En 1907 la industria del vidrio utiliza un número elevado de criaturas, de cinco fábricas visitadas se obtienen las siguientes cifras: 784 hombres, 30 mujeres y 354 niños. En las imprentas el número de niños es elevado sobre todo en los oficios de ponepliegos, intercaladores, cosedores, encoladores y dobladores.
Treinta y dos fábricas de alpargatas en 1907 empleaban 698 hombres, 739 mujeres y 124 niños. Lo mismo sucede en las fábricas de fósforos o refinerías de azúcar. Aquellas empleaban gran cantidad de mujeres y niños. En cuatro establecimientos de la Capital Federal el 33,16% eran chicos. En tres fábricas de Avellaneda, el 69,83% del personal pertenece al sexo femenino, la mayoría menores de edad. Las niñas que trabajaban, algunas apenas alcanzaban los 7 años, donde las jornadas de 12 horas minaban sus cuerpos. Las fábricas de bolsas empleaban niñas de 6 a 7 años de edad, siendo comunes las jornadas de 10 a 14 horas.
“Son los pequeños mártires que caen olvidados a lo largo del camino. Se van como han venido, como se han criado, como han sufrido, resignados y mudos. Sin protección en esta tierra ni del Estado ni del legislador ni del particular” decía ya la militante socialista Gabriela Coni, en el diario La vanguardia de 1902.

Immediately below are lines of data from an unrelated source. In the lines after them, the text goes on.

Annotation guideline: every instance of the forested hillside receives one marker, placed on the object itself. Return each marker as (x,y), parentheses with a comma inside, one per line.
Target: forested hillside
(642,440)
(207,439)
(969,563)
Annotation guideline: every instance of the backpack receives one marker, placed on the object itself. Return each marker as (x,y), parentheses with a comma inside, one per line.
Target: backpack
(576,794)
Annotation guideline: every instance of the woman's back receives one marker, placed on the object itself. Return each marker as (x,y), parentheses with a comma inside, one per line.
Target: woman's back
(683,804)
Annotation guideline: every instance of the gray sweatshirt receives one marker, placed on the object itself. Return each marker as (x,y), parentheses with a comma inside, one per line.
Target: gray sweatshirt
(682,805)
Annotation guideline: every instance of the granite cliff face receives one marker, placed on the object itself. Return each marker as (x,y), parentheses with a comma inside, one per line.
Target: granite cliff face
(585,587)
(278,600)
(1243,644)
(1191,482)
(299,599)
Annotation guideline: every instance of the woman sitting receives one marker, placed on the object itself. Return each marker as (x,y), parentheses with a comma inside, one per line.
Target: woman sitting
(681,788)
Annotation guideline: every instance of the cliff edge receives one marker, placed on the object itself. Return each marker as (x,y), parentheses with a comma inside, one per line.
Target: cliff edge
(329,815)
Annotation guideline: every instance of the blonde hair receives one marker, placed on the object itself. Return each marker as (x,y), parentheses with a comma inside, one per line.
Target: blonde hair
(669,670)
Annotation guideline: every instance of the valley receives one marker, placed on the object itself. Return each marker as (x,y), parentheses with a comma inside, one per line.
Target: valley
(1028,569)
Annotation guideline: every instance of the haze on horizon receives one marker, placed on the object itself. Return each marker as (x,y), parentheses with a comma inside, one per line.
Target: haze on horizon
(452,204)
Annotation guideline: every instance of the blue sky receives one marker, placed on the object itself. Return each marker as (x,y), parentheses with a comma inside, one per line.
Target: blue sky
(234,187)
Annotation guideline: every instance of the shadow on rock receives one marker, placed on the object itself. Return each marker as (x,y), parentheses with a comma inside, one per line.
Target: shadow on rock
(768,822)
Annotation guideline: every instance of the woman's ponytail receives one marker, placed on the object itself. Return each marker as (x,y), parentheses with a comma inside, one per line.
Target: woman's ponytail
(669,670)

Las inspecciones realizadas en 1907 por el personal del Departamento Nacional del Trabajo nos informa de las condiciones en que trabajaban 9972 mujeres y menores fuera de los talleres: 7661 eran mujeres adultas, 2307 eran niñas y adolescentes menores de 18 años. Las niñas madres los niños hombres cocían una camisa en una hora catorce minutos si tenían máquina de coser y a mano tardaban catorce horas diecisiete minutos en la opacidad de los conventillos, camisas que se cambiaban por unos pocos pesos. El trabajo temprano redujo a metáfora la vida de miles de niños que despertaban adultos con el futuro incompleto.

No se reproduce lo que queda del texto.